Many systems are still recovering, though CrowdStrike has reportedly solved the problem so this is now a matter of fixing individual computers that were affected. Anyway I think the most important thing is that we learn absolutely nothing from this incident and continue to increase our societal dependence on tech as before.
MIDDLE EAST
ISRAEL-PALESTINE
In a case that predates the situation in Gaza, the United Nations International Court of Justice ruled on Friday that the Israeli occupation of the Palestinian territories (East Jerusalem, Gaza, and the West Bank) has become a “de facto annexation” in violation of international law. It determined that Israel should end said occupation and withdraw its settlements in East Jerusalem and the West Bank as soon as possible. HuffPost’s Akbar Shahid Ahmed offers more detail and a sober assessment of what it means:
The court found that Israel is committing major violations of international law, including “de facto annexation” of occupied land and breaking the global prohibition against racial discrimination and apartheid. It concluded that Israel should take steps like evacuating settlers and making reparations to affected Palestinians. It also emphasized Palestinians’ right to self-determination, and said other countries are obliged to cease support for Israel’s occupation and to help end the policy “as rapidly as possible.”
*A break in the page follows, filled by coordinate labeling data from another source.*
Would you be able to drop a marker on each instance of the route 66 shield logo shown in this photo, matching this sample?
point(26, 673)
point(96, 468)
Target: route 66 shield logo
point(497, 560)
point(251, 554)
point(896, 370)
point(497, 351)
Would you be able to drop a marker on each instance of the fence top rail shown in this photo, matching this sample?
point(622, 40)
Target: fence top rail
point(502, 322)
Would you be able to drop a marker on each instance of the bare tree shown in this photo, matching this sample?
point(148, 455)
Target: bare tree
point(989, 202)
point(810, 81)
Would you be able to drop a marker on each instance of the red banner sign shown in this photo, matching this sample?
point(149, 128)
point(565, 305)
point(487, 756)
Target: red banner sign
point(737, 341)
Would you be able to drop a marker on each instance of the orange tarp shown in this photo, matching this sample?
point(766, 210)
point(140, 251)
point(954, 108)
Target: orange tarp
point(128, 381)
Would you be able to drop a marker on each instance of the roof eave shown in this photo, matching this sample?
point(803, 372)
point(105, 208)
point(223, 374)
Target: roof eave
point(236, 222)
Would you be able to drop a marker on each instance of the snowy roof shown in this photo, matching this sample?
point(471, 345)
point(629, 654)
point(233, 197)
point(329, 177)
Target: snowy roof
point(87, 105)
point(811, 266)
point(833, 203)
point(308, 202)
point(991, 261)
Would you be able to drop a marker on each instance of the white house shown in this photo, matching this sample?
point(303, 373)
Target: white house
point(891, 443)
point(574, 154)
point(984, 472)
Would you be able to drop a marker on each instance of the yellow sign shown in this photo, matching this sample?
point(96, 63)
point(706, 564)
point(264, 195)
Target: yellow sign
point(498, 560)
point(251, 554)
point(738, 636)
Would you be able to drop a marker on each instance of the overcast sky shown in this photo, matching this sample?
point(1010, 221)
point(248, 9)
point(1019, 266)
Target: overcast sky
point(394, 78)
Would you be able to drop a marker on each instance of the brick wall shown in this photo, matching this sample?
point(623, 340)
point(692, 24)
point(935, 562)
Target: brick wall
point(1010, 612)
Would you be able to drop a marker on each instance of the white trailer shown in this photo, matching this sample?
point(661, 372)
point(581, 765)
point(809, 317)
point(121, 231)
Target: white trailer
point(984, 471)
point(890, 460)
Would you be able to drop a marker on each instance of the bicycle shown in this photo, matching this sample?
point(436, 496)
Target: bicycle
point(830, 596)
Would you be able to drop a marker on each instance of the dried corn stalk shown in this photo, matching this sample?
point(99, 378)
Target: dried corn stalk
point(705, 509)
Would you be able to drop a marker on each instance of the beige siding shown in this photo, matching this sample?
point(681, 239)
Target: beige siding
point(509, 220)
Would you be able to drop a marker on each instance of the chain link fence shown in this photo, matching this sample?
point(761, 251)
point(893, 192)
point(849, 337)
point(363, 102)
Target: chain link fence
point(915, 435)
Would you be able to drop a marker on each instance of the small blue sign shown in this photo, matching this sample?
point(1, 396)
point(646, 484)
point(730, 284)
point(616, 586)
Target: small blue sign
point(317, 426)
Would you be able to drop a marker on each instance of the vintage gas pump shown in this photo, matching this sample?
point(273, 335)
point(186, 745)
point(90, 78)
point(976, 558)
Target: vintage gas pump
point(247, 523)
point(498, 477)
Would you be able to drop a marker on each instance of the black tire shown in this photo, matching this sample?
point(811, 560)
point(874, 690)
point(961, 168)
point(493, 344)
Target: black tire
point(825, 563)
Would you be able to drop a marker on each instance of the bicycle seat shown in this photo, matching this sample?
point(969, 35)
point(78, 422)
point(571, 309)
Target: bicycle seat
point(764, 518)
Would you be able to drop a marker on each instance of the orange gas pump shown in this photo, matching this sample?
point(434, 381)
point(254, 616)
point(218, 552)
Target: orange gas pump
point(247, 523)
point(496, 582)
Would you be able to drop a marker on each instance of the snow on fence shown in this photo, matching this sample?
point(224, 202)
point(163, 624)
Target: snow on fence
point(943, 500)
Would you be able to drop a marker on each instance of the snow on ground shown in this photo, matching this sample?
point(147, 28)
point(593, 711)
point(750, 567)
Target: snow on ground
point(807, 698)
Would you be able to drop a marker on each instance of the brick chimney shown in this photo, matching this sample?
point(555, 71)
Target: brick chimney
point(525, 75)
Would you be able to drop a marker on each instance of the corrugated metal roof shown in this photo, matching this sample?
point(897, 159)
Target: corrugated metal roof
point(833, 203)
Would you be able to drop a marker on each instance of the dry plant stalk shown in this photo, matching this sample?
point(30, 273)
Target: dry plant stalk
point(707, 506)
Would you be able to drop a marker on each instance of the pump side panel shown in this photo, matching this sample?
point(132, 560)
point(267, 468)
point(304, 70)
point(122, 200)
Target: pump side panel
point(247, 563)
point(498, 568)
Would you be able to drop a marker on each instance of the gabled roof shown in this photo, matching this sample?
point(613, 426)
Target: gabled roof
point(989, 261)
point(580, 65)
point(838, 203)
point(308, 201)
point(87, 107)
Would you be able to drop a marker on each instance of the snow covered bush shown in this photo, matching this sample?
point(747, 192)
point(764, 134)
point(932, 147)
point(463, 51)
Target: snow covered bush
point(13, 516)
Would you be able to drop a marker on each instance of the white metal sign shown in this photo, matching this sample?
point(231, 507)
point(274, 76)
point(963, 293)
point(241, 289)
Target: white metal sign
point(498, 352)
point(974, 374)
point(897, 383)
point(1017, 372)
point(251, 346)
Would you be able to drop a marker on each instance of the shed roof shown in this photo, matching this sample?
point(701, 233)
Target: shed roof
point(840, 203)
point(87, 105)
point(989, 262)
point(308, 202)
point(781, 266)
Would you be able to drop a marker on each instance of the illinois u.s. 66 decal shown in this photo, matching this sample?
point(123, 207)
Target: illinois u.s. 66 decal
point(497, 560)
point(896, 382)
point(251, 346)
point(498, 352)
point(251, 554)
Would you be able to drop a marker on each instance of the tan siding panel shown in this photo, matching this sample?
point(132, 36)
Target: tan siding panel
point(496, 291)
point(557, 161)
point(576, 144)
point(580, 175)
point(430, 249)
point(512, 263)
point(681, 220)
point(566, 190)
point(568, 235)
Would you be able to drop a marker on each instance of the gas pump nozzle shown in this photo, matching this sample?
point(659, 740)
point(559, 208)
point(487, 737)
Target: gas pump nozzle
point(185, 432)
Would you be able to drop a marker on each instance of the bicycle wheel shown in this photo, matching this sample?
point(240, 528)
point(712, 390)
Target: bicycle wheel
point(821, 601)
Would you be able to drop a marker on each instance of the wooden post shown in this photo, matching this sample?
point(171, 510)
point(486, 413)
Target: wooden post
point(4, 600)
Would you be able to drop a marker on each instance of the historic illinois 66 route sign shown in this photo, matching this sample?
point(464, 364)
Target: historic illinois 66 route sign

The advisory opinion from the International Court of Justice covers Israeli practices in the occupied West Bank, in East Jerusalem (which Israel claims as its own territory) and in the Gaza Strip.
The opinion from the panel of 15 judges from around the world, selected by the U.N. General Assembly, is non-binding and has no immediate consequences.
The ICJ previously issued an opinion in 2004 saying Israel’s construction of a “separation wall” in the West Bank was illegal, yet the wall is still standing 20 years later.
Still, the assessment from the court will likely increase pressure on Israel and its allies, including the U.S., for progress in resolving the Israeli-Palestinian conflict. Opponents of the status quo ― in which little movement is occurring toward a settlement, while America and other Western states provide Israel with military and diplomatic support regardless of its treatment of Palestinians ― now have a new basis to say these conditions are illegitimate.